Gott – das große Mysterium. Dass Gott absolut unbegreiflich ist, ist in der katholischen Kirche eine feste Lehre. Wir spüren Gott immer wieder im Leben, aber kein Lebender hat ihn je geschaut und kann ihn auch nicht schauen, erst recht nicht begreifen. Wie kann es sein, dass so viele Menschen trotzdem an ihn glauben? Es gibt auf den ersten Blick keinerlei Hinweis auf ihn in der sinnlichen Welt. Keiner kann Gott sehen oder hören oder riechen oder fühlen. Mit unseren Fingern können wir ihn nicht berühren. Auch das bedeutet es, dass er unbe-greif-lich ist. Wir glauben also an die Wirklichkeit eines Gottes, der sich unseren Sinnen entzieht. Aber noch viel mehr: Wir glauben an die Wirklichkeit Gottes, der sich unserer geistigen Erkenntniskraft entzieht. Wir können noch so viel nachdenken, noch so viel Theologie, also Gotteslehre, studieren, wir scheitern an dieser Hürde der absoluten Unbegreiflichkeit. Alles, was wir über Gott zu wissen meinen, ist letztlich menschlich und nicht göttlich. Wir müssen immer von unserer Perspektive ausgehen und können sie niemals verlassen. Wer meint, Gott zu begreifen, hat ihn auf die menschliche Ebene hinuntergezogen und entgöttlicht. Und trotzdem glauben wir an ihn. „Glauben heißt, die Unbegreiflichkeit Gottes ein Leben lang aushalten“, stellt Karl Rahner fest. Erstaunlich, wenn uns dies gelingt, oder?

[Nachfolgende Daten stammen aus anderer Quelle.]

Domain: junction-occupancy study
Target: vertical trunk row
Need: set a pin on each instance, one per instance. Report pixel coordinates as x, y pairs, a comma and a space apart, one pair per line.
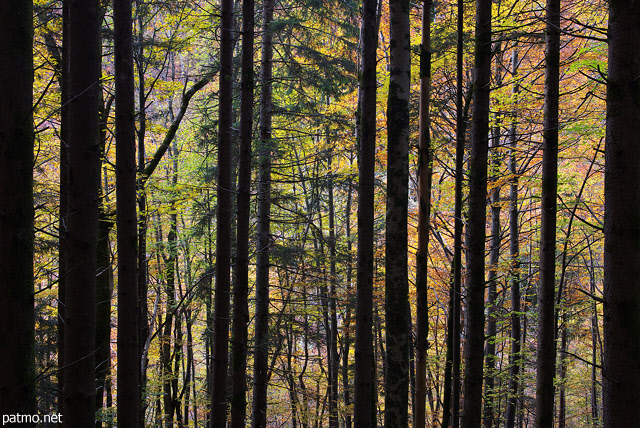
621, 372
223, 260
143, 316
451, 404
492, 279
346, 328
334, 360
82, 226
396, 293
424, 212
476, 234
546, 352
127, 220
17, 359
514, 250
241, 286
364, 378
261, 351
64, 193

„Fasset Mut und habt Vertrauen“, heißt es im Lied. In unserer alltäglichen un-heil-igen Situation wie in großer Not brauchen wir nicht zu verzweifeln. Das Heil wartet auf uns, weil Gott es uns schenken möchte. Der Advent lädt uns ein, den Mut aufzubringen, sich von der Not nicht überschwemmen und kleinmachen zu lassen, sondern darauf zu vertrauen, dass wir an Gottes Wirklichkeit festhalten dürfen. Auch wenn wir diese Wirklichkeit weder sehen noch begreifen können, dürfen wir ihr in voller Zuversicht unser Herz schenken. Und wir dürfen darauf vertrauen, dass diese Wirklichkeit uns angeht. Gott ist nicht einfach nur Wirklichkeit. Er ist unsere Wirklichkeit. Der Advent verspricht uns, dass Gott zu uns kommt.

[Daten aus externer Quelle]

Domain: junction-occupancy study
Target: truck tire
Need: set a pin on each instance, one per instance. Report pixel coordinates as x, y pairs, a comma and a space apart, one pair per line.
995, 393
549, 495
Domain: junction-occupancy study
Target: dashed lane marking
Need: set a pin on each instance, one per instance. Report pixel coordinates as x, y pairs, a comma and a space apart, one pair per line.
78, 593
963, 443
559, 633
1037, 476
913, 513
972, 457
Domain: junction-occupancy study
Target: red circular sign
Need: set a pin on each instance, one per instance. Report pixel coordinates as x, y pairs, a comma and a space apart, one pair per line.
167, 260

„Blinde schaun zum Licht empor“, fährt das Lied in der vierten Strophe fort. Jetzt sehen wir Gott nicht, weil unsere Augen zu schwach dafür sind, Gott in seiner Unbegreiflichkeit zu erkennen. Thomas von Aquin sagt, dass Gott an sich vollkommen und absolut begreifbar ist – nur wir haben die Augen nicht, ihn zu sehen. Er ist ganz hell, eigentlich unübersehbar, nur wir sind blind. Und doch verheißt der Advent, dass wir selbst als Blinde einmal zum Licht emporschauen werden. Das liegt nicht daran, dass wir unsere Augen irgendwann einmal dahin gebracht haben werden, sondern an Gott, der uns sein Licht schenkt. „In Deinem Licht schauen wir das Licht“, lesen wir in Psalm 36,9. Wenn Gott uns sein Licht schenkt und unsere Augen heilt, können wir ihn selbst – das Licht – schauen. „Herrlich werdet ihr ihn schauen“, verspricht das Lied darum. In der Herrlichkeit Gottes werden wir Gott schauen.

In diesem Leben ist das nicht möglich. Wir erleben die Herrlichkeit Gottes jetzt nicht. Wir leben noch in der Not, sind noch im Un-heil. Aber wir haben die Verheißung der Herrlichkeit, die sich im Advent langsam ankündigt. Verkünden sollen wir, dass alle Menschen sich, auch wenn sie sich gerade in einer scheinbar ausweglosen Not befinden, auf das verlassen dürfen, was an Weihnachten in unsere Welt gekommen ist. Gottes Liebe, die durch die Geburt Jesu Christi ganz konkret für den Menschen wurde, wird keinen Notleidenden im Stich lassen. Liebe lässt nicht im Stich. Liebe möchte jede Wunde des Geliebten heilen. Liebe möchte eine untrennbare Verbindung.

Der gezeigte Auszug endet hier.